For Microsoft to start nitpicking now may seem ironic, since Internet Explorer has long been considered the worst offender when it comes to poor Web standards compliance. IE6 is a particular thorn in Web developers' sides; although its standards support is woefully inadequate, it still commands as much as 27 percent of the overall browser market. Some developers have gone so far as to mount a "kill IE6" campaign in hopes of eliminating the offender. Nonetheless, Microsoft insists it is committed to supporting IE6 through 2014, when Windows XP becomes officially obsolete.
So if Web developers are stuck with the prospect of at least five more years of Web-standards Babel, what is all this work on HTML5 is really worth? Can we really expect a universally accepted standard for rich Web content anytime soon, or is the ideal of a truly standards-based Web just a pipe dream?

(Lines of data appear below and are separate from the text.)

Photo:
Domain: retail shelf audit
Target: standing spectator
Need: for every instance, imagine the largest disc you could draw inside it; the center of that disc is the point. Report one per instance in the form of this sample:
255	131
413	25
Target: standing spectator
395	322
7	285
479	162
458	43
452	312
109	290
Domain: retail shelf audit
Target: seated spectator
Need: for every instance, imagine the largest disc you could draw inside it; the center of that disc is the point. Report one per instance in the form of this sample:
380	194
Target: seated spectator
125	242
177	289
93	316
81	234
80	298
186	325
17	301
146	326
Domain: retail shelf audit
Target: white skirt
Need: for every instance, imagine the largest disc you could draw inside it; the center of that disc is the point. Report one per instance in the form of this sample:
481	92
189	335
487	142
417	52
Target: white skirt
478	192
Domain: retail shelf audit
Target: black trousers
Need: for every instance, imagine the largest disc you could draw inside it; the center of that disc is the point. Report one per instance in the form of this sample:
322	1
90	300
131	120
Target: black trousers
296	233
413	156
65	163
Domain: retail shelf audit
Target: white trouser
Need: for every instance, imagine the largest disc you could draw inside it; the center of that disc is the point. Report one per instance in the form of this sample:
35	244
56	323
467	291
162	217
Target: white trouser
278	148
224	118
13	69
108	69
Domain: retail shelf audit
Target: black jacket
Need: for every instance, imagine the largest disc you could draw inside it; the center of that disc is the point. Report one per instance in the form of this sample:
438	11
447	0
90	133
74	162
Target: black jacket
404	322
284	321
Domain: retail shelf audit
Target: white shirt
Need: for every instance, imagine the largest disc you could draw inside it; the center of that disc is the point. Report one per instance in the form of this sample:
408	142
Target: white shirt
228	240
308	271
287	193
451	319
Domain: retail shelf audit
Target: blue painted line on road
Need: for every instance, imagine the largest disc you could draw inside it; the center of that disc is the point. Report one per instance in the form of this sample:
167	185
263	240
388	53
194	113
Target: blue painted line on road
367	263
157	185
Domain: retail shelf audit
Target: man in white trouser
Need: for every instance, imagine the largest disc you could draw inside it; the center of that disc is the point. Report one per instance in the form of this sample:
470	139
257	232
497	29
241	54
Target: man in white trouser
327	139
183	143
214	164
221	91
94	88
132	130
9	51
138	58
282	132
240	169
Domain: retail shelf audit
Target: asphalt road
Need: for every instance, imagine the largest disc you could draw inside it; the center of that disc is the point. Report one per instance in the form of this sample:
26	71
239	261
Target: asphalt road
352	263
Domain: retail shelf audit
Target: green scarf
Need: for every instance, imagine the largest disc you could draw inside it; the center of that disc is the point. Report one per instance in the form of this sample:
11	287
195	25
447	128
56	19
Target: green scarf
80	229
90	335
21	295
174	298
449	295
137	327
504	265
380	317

The long and winding road to Web standards
For the last few years, HTML 4 and XHTML 1.1 have represented the state of the art in Web markup, but the future of the standards has long been contentious. The groundwork of HTML5 was actually laid outside the W3C by a consortium called the Web Hypertext Applications Technology Working Group (WHATWG), whose members were dissatisfied with the W3C's proposed direction of XHTML 2. WHATWG eventually got its way: In July 2009, W3C officially announced it was abandoning the XHTML 2 effort in favor of HTML5.
Almost simultaneously, W3C also gave up on specifying codec support for the new standard's <video> tag. Some argued that all browsers could easily support free, open source codecs such as Ogg Vorbis and Theora, and that support for standardized multimedia could free Web video sites such as YouTube from reliance on proprietary plug-ins. But in the end, the members of the consortium couldn't agree. It seems multimedia is simply too contentious an area for a standards body such as the W3C -- especially when major participants each have their own horses in the race, in the form of Flash, QuickTime, and Windows Media.